MetaOptimize - Latest Comments

Re: PyLucene 3.0 in 60 seconds — Tutorial sample code for the 3.0 API

George London — Fri, 04 May 2012 16:09:00 -0000

Thanks for providing this. Makes jumping into PyLucene way easier.

Re: KEA Keyphrase Extraction as an XML-RPC service (code release)

MAX — Tue, 29 Nov 2011 18:54:50 -0000

Hey it seems that when I setup the xml-rpc service, the KEA stopwords functionality is not running anymore(It's working if I run it in command line), any idea about this?

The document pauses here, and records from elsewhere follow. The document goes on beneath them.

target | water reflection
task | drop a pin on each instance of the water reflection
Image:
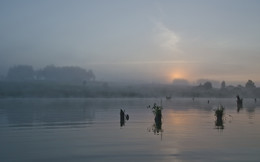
(239, 103)
(157, 126)
(47, 113)
(123, 117)
(219, 114)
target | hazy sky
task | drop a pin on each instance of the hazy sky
(135, 40)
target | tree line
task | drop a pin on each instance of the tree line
(67, 74)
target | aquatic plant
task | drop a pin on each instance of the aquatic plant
(219, 112)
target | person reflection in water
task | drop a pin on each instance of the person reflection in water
(123, 117)
(219, 113)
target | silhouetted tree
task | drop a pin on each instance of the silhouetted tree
(20, 73)
(250, 84)
(70, 74)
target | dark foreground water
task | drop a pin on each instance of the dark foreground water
(89, 130)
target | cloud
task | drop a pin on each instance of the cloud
(166, 38)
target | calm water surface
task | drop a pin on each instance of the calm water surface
(89, 130)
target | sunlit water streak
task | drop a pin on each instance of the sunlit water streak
(89, 130)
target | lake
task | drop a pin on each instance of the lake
(90, 130)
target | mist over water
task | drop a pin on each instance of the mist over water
(129, 80)
(89, 129)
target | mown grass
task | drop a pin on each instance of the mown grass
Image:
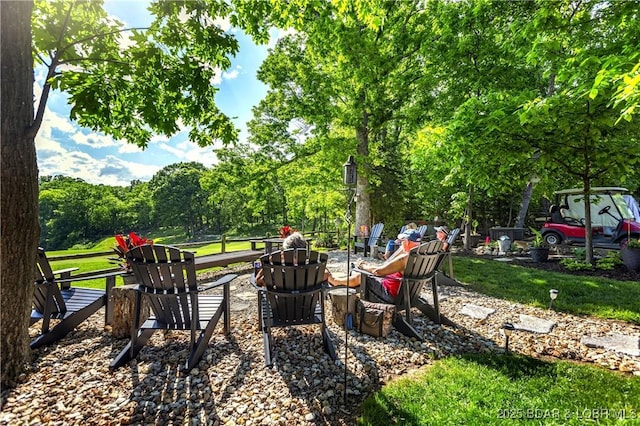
(580, 295)
(512, 389)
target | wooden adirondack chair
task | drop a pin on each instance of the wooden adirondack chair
(422, 229)
(55, 298)
(442, 277)
(421, 268)
(167, 279)
(293, 295)
(369, 244)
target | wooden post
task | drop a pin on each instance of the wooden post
(124, 299)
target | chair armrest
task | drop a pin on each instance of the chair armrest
(90, 277)
(222, 281)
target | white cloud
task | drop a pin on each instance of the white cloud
(94, 140)
(276, 34)
(231, 75)
(189, 151)
(109, 171)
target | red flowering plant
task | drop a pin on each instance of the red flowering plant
(285, 231)
(124, 243)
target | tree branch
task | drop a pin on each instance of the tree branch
(46, 87)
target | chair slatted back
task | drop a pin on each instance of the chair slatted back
(46, 287)
(422, 264)
(453, 235)
(294, 283)
(422, 230)
(167, 277)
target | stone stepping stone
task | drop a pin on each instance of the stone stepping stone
(629, 345)
(247, 295)
(429, 298)
(475, 311)
(534, 324)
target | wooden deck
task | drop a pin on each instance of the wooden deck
(226, 259)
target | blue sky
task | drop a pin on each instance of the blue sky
(64, 148)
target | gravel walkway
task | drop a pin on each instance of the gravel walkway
(70, 382)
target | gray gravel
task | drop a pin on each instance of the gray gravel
(70, 382)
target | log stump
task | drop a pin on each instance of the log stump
(124, 299)
(339, 307)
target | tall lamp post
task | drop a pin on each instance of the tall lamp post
(349, 179)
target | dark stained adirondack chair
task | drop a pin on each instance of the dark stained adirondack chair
(167, 279)
(369, 245)
(293, 295)
(422, 229)
(421, 268)
(55, 298)
(442, 277)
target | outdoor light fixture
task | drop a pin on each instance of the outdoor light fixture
(349, 179)
(553, 294)
(507, 329)
(350, 175)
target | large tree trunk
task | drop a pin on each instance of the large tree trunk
(19, 192)
(363, 199)
(524, 206)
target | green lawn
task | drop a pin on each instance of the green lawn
(104, 262)
(580, 295)
(499, 389)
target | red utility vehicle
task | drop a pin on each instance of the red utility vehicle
(612, 220)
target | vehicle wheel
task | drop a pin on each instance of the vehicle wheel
(552, 238)
(604, 210)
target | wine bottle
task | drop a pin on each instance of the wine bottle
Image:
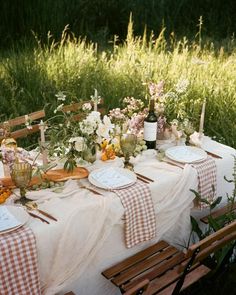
(150, 127)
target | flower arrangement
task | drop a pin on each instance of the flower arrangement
(73, 139)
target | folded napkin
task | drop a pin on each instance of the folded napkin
(18, 263)
(140, 223)
(206, 171)
(111, 178)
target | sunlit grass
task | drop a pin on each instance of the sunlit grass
(30, 79)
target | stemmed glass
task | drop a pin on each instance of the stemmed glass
(21, 175)
(128, 144)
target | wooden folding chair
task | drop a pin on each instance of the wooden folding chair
(162, 269)
(227, 209)
(17, 122)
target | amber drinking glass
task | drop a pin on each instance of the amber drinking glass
(21, 175)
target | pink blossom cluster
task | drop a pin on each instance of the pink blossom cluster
(136, 122)
(156, 90)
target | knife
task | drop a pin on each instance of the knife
(144, 177)
(34, 206)
(38, 217)
(46, 214)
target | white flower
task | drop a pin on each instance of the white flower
(107, 122)
(79, 143)
(182, 86)
(28, 122)
(86, 106)
(94, 116)
(59, 108)
(103, 131)
(61, 96)
(96, 98)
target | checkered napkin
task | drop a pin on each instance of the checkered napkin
(140, 222)
(206, 171)
(18, 263)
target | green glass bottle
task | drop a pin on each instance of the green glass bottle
(150, 127)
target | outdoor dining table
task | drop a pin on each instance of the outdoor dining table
(88, 235)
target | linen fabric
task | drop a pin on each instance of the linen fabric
(140, 222)
(206, 171)
(18, 263)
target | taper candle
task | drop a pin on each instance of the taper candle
(95, 103)
(202, 119)
(42, 139)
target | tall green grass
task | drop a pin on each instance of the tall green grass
(29, 79)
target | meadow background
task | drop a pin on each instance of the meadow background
(78, 45)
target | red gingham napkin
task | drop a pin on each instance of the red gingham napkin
(140, 222)
(18, 263)
(206, 171)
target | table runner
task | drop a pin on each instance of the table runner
(206, 171)
(18, 263)
(140, 224)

Thanks!

Re: Discussion 2.0: Personalization

Brian Vandenberg — Thu, 07 Jul 2011 11:01:44 -0000

It would be nice if something like this could become a reality, but the sad truth of it is that stack exchange-like sites thrive precisely because there's a carrot dangled in front of people's faces: you will become more respected, and people will care more about what you say, if your 'karma' score, or your 'reputation score' are higher.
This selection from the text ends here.